- The Washington Times
Friday, September 17, 2021

Capitol Police Chief Tom Manger said Friday that the agency is “not taking any chances” when it comes to threats of violence linked to the Saturday rally supporting jailed Jan. 6 Capitol rioters.

Chief Manger said during a news conference that it is “tough” to say whether the threats are credible, but it “would be foolish not to take seriously the intelligence that we have at our disposal.”


“We don’t know with any certainty, but what we do know is that this chatter that we heard prior to Jan. 6 obviously turned out to be,” he said. “Many of those threats turned out to be, in fact, credible — and so we’re not taking any chances.”

He did not provide any details about the threats, but he said his main concern is the potential for clashes between rally-goers and counter-protesters during the event, which he said would be “the most likely scenario for violence.

He added that police are preparing for other potentially violent situations between demonstrators on both sides and law enforcement.

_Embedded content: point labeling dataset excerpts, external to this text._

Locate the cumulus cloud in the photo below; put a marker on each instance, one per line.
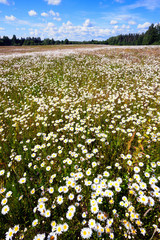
(4, 2)
(10, 18)
(148, 4)
(112, 22)
(53, 2)
(44, 14)
(52, 13)
(132, 22)
(57, 19)
(32, 13)
(120, 1)
(144, 25)
(87, 23)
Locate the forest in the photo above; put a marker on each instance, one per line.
(150, 37)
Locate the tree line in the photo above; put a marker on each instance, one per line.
(151, 36)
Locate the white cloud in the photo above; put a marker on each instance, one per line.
(57, 19)
(10, 18)
(148, 4)
(4, 2)
(132, 22)
(44, 14)
(53, 2)
(87, 23)
(52, 13)
(144, 25)
(112, 22)
(32, 13)
(34, 33)
(120, 1)
(116, 27)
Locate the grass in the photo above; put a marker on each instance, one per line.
(79, 146)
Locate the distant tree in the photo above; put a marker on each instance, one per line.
(151, 35)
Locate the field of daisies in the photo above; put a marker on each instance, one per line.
(79, 146)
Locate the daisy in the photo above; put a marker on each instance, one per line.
(39, 237)
(59, 229)
(86, 233)
(69, 215)
(22, 180)
(4, 201)
(5, 209)
(60, 199)
(16, 228)
(91, 223)
(35, 222)
(65, 227)
(52, 236)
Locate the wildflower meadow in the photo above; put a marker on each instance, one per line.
(79, 145)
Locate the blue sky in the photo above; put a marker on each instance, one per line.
(78, 19)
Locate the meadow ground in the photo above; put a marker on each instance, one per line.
(79, 143)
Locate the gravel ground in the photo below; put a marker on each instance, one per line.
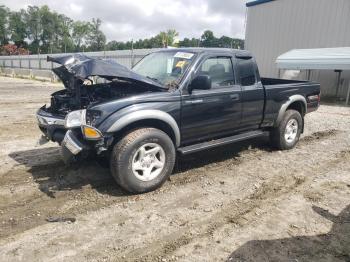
(243, 202)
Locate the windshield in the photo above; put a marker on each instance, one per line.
(166, 68)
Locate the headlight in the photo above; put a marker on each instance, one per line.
(91, 133)
(75, 119)
(92, 117)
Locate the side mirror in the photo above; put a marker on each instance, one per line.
(201, 82)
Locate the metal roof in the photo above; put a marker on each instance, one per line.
(318, 59)
(257, 2)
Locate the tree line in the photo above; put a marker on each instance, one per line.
(40, 30)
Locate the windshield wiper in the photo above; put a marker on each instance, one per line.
(154, 79)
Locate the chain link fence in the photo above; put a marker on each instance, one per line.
(37, 67)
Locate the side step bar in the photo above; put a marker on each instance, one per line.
(220, 142)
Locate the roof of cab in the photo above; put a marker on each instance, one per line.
(198, 50)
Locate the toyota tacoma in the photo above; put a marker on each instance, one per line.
(174, 101)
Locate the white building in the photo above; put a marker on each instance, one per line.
(274, 27)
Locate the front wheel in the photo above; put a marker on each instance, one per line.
(143, 160)
(287, 134)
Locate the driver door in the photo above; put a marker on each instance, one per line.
(216, 112)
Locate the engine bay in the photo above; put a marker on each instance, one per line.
(87, 93)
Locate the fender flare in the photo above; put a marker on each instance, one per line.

“If they decide they want to breach the fence, if they decide they want to, you know, attack law enforcement — [we] will be ready for those kinds of violence,” he said, adding that he thinks it is “less likely.”

A reporter asked if any threats had been made against members of Congress.

“We have not had really anything that has specifically been tied to the rally tomorrow, but … in the last few days we’ve had a number of threats — specific threats — coming in against specific members of Congress,” he said.

The chief said the rally permit states 700 people are expected to attend and “many” intelligence reports have mentioned “some of the organizations that were here on Jan. 6.” He also said police are aware of three groups planning counter-protests, two of which “haven’t had much of a history of violence.”

“But we’re also seeing mixed messages about whether folks are coming or not coming,” he said.

Intelligence reports have suggested far-right extremist groups including the Proud Boys and Oath Keepers will show up, but some top members have said they will not attend and have told others to do the same, The Associated Press reported.

The press conference comes as police in the District of Columbia ramp up security measures ahead of the rally — including re-installing a fence around the U.S. Capitol — in an effort to avoid a repeat of the Jan. 6 riot at the building.

Chief Manger said the fence — which was first erected after the riot and taken down in July — is a temporary safety measure. 

Asked if it should be permanent, the chief said he does not think so, but it is not his “call to make.” 

Both the Capitol Police and the Metropolitan Police Department will be fully activated, and 100 unarmed D.C. National Guard troops will be on standby. An emergency declaration has been authorized to allow Capitol Police to deputize outside law enforcement officers as special officers during the Saturday rally.

Surveillance cameras have been installed around the rally site on the west side of the Capitol grounds, and the Metropolitan Police Department has announced numerous nearby street closures and no-parking areas.The Department of Homeland Security released an internal bulletin this week alerting law enforcement that there is a “small number of recent online threats of violence” linked to the rally, including “online discussions encouraging violence the day before the rally,” CBS News reported on Friday.

D.C. Homeland Security Director Chris Rodriguez said the city on Saturday will activate its emergency operations center, which serves as a coordination hub for local, regional and federal law enforcement agencies.

“The District of Columbia is 700,000 residents strong, and we do not tolerate hate, violence or the criminal actions of those who committed the insurrection on Jan. 6,” Mr. Rodriguez said, adding that the city’s public safety team works “around the clock” to protect residents and visitors.

The U.S. Department of Homeland Security released an internal bulletin this week alerting law enforcement that there is a “small number of recent online threats of violence” linked to the rally, including “online discussions encouraging violence the day before the rally,” CBS News reported on Friday.

Metropolitan Police Chief Robert J. Contee III said the department has increased its staffing for Friday and police have put up “no gun zone” signs near the rally site.

The rally is billed as an event to demand “justice” for the more than 600 people charged after rioters stormed the Capitol building in an effort to stop Congress from certifying President Biden’s victory over then-President Trump. 

Event organizer Matt Braynard, who served as data director for Mr. Trump’s 2016 campaign, said participants in Saturday’s protest want to focus new attention on allegations that some of those jailed have been singled out for harsh and unfair treatment while in custody.

Melissa Smislova, a top intelligence official at Homeland Security, said the agency expects about 700 people to attend Saturday’s protest, NBC News reported Wednesday.

The “Justice for J6” rally is scheduled to begin at noon Saturday, and 17 sister rallies are scheduled outside state capitol buildings across the country.